こんな明るい時間、しかも会社の近くで手を繋いでも平気な人だったことに驚きと照れが一気にきた。ただコクコクと頷いてそれに従う。
睦月さんは少し身を屈めると、囁くように続けた。
「彼と同意というのは不本意ですが……俺も、距離が縮まったようで嬉しかったですよ」
「……そ、うですか」
「また敬語」
「睦月さんもじゃないですか」
「俺は癖みたいなもんですから。
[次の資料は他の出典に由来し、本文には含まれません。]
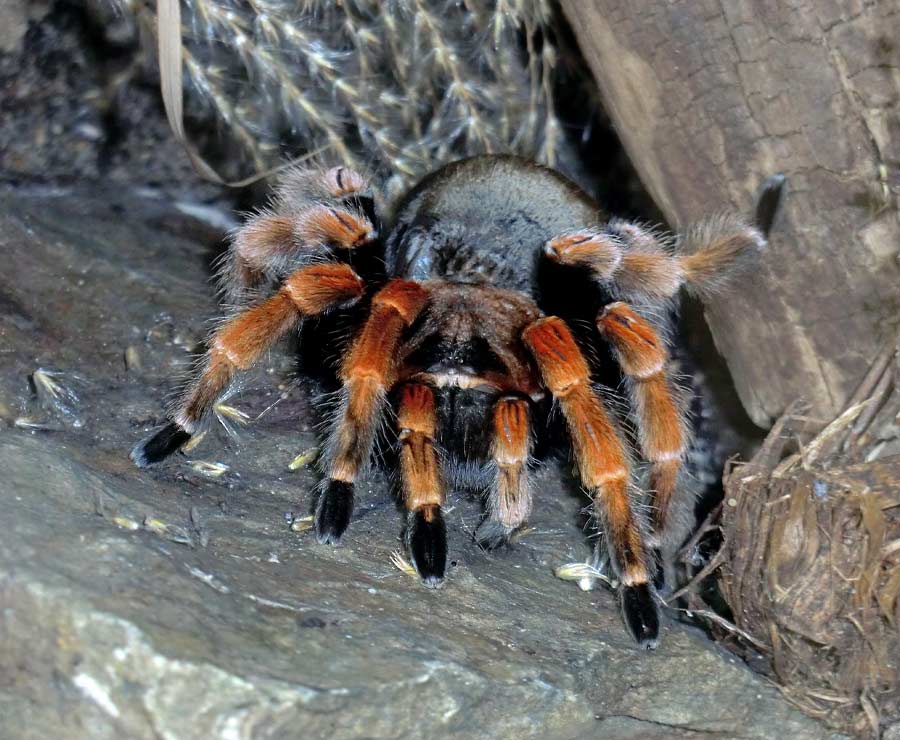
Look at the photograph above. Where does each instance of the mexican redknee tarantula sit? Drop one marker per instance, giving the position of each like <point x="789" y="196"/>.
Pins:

そのうちに」
いつもより顔が近くにあるからまともにそっちを見ることができない。
でも口元が少し緩んでいて、声を嬉しそうなのはわかった。
「おいおいおーい」
後ろからついてきたのは上坂くんだ。
右隣にいる睦月さんとは反対側の左隣に並んで、不服そうに頬を膨らませている。
「なーにちょっと。まさかとは思ったけど、なに、マジでもうそういう関係なの」
「そ、そういう関係って」
「え? やーだなぁいつきちゃん決まってんじゃん。もうヤッ」
「何でもない頼むからホントもう黙って!」
「圭吾くん」
喚く私を制したのは睦月さんだった。
明らかに敵意を向けた上坂くんは、冷たい目で応える。
「あんたに名前で呼ばれる筋合いねーんだけど」
「私は君に憎まれても仕方ないことをしたと思っています」
「あ?」
「だから私のことはどう思われても結構です」
「へー?」
「ですが」
睦月さんはぴたりと足を止め、上坂くんを真正面から見つめた。
「いつきさんのことは別です」
「……なにそれ」
「君が1番わかっているでしょう?」
上坂くんは唇を噛む。
少しの沈黙が流れ、ちいさくこぼれた息はどちらのものだったのか、私にはわからなかった。